Once recognized, any deferred tax assets established in accounting for the enactment of the new CIT should be evaluated for recoverability. As part of this analysis, an entity may conclude that a deferred tax asset provides no or limited incremental tax benefit if foreign tax credits generated in future years will be displaced by the related temporary difference or carryforward.4
The date of enactment impact of the Bermuda CIT may not be limited to Bermuda entities. To the extent an owner of a Bermuda entity or the head office of a Bermuda permanent establishment recognizes deferred taxes for temporary differences in Bermuda, the home country effect of the Bermuda deferred taxes should be considered. For example, if a U.S. owner of a Bermuda controlled foreign corporation is subject to Subpart F income, it may have a history of recognizing U.S. federal deferred taxes for temporary differences of the Bermuda entity. That U.S. owner may now need to also consider the U.S. federal effect of Bermuda deferred taxes on future U.S. foreign tax credits when recognizing its U.S. federal income taxes.5
As entities assess the impact of the new legislation, there may be elements where it is not entirely clear how a court would interpret the law. Accordingly, companies should also assess the impact the new law will have on the accounting for uncertainty in income taxes. Those assessments may need to be revised as future guidance is issued with any adjustments generally recognized in the period in which such guidance is issued.
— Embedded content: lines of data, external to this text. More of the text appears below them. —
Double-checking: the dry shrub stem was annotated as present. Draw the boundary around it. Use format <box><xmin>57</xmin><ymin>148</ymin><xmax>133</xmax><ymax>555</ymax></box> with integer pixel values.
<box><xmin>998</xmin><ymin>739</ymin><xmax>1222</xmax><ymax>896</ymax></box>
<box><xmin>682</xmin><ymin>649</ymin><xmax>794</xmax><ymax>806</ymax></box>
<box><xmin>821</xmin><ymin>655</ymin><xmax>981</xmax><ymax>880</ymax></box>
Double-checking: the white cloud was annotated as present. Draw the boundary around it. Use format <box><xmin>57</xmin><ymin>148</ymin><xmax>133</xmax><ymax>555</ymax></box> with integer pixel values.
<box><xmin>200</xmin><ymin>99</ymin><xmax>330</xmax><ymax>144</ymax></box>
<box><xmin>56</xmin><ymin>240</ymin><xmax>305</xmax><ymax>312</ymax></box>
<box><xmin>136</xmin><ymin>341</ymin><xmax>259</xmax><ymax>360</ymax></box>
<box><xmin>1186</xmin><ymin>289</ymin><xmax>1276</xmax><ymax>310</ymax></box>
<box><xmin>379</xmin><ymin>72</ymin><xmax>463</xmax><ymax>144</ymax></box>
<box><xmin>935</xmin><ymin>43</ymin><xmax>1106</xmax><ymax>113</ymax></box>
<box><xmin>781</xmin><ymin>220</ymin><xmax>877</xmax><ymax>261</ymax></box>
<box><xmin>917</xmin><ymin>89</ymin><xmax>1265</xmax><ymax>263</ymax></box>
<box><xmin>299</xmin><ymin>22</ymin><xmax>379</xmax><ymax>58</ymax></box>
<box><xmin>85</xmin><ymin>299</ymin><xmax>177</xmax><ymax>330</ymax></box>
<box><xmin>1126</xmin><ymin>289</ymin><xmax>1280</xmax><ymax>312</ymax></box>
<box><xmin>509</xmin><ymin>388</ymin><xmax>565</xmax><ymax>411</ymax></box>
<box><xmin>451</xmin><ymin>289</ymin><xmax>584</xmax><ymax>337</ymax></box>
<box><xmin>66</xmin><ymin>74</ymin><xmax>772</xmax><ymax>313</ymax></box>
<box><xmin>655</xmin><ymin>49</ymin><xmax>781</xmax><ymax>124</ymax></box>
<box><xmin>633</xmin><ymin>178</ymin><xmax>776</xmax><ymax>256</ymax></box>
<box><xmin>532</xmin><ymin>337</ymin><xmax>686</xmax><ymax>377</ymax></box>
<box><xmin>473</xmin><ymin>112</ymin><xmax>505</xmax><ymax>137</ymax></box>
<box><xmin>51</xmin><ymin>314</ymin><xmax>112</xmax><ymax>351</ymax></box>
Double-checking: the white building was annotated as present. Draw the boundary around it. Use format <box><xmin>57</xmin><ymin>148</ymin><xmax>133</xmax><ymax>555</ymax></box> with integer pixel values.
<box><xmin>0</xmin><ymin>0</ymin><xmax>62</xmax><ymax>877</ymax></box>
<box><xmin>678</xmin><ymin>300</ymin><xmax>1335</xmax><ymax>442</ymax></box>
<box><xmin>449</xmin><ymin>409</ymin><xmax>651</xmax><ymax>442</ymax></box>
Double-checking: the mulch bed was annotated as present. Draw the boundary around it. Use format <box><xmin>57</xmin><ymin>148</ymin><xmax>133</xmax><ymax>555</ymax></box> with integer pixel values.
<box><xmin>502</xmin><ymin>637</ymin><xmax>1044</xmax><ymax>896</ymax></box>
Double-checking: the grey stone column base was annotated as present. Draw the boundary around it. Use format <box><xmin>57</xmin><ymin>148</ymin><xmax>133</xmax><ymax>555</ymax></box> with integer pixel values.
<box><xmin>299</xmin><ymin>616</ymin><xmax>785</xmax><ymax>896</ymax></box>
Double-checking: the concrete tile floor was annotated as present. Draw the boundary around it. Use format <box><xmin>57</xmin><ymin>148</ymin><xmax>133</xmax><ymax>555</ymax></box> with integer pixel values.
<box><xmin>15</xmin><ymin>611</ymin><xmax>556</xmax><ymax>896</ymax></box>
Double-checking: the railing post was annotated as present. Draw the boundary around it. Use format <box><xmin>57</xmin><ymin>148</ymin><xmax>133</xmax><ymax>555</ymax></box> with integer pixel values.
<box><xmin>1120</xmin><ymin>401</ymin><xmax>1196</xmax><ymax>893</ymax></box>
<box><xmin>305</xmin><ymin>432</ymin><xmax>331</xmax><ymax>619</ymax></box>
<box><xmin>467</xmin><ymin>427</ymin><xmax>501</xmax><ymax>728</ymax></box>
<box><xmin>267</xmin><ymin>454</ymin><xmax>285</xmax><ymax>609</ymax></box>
If there are tax positions expected to be reported on a tax return that are not more likely than not to be sustained upon examination based on the technical merits, an entity should not reflect the benefits within the financial statements.
As highlighted in this publication, the introduction of the Bermuda CIT law includes various provisions that affect the calculation of deferred tax that must be considered in preparing financial statements that include the date of enactment. The impact of the introduction of the tax law will depend on a company’s specific facts and circumstances and each element will need to be analysed individually. In some cases, the impact will be easy to calculate. In other cases, we expect that a company will make its best estimate and may revise that estimate in future periods as a result of new information, clarifications of the application of the tax law and more experience. In all cases, the financial statements should include appropriate disclosures, including relevant information about major sources of estimation uncertainty in applying the new tax law.